The Japanese carmaker on Tuesday reported a 9 per cent increase in worldwide sales to 2.35m in the three months to March, compared with 2.26m units for GM.

Toyota’s eclipse of GM largely reflects the poor performance of America’s three big carmakers in their home market, where more carbuyers are shunning their large, gas-guzzling vehicles for more fuel-efficient Japanese ones.

Over the last year 15 per cent of Americans who bought cars bought a Toyota.

GM is doing well in many foreign markets and still sells more cars than Toyota in the US, but is losing market share to it and other foreign competitors. Toyota last year surpassed Chrysler as America’s number-three carmaker.

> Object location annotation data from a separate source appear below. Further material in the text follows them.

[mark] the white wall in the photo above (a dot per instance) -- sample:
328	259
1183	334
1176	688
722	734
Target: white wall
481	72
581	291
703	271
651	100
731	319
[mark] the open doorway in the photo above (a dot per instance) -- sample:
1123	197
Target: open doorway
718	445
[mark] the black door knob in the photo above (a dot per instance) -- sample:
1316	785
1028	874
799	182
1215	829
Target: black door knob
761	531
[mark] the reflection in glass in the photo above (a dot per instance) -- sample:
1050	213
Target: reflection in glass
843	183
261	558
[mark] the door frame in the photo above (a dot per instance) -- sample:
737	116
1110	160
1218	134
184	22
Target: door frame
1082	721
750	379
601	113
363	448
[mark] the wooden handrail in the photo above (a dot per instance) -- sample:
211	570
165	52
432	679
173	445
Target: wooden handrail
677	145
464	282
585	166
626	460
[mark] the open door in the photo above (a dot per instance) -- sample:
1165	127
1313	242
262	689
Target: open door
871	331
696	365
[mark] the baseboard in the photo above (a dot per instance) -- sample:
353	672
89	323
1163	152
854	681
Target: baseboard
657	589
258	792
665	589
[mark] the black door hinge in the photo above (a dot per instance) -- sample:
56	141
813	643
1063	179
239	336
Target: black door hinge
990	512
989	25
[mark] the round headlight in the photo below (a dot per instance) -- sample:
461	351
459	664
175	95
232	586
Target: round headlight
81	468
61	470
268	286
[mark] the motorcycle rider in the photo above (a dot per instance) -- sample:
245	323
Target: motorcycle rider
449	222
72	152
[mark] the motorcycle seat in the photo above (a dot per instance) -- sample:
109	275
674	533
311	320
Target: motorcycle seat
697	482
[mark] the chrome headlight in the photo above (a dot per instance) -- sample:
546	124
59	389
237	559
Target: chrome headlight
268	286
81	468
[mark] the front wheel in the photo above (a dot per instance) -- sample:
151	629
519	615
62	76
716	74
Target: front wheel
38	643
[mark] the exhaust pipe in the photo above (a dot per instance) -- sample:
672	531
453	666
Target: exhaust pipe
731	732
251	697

Toyota’s rise to the top global car-manufacturing spot caps a remarkable journey for a company founded in the late 19th century by the inventor of Japan’s first power loom, which grew to become a pioneer of lean production.

But its success is likely to fuel calls in the US for action to protect the Detroit-area carmakers’ interests.

Michigan’s Debbie Stabenow, a member of the Senate Finance Committee, has described the yen as “substantially undervalued” and was recently quoted blaming the currency’s weakness for putting US automakers at a competitive disadvantage.

Toyota is trying to preclude any backlash by stressing its good corporate citizenship.

The company makes most of the cars it sells in the US locally, and recently named Jim Press – head of North American operations – as its first non-Japanese director.

The company sought to play down Tuesday’s milestone. “We’re not commenting on comparative performance,” said Toyota. But the group added: “We think it’s a reflection of how our products have become accepted by customers around the world.”

GM pointed out that it had set sales records in several foreign markets in the first quarter and that it was “still a sales leader by a substantial margin” in the US.

Toyota said its strong quarterly performance, which includes sales by its Daihatsu and Hino subsidiaries, was supported by buoyant demand in the US, where sales were up 11 per cent in the fourth quarter.

US-made Camrys – the most popular car in America – the RAV4 sport utility vehicle and the Prius hybrid car were behind the rise in sales, Toyota said.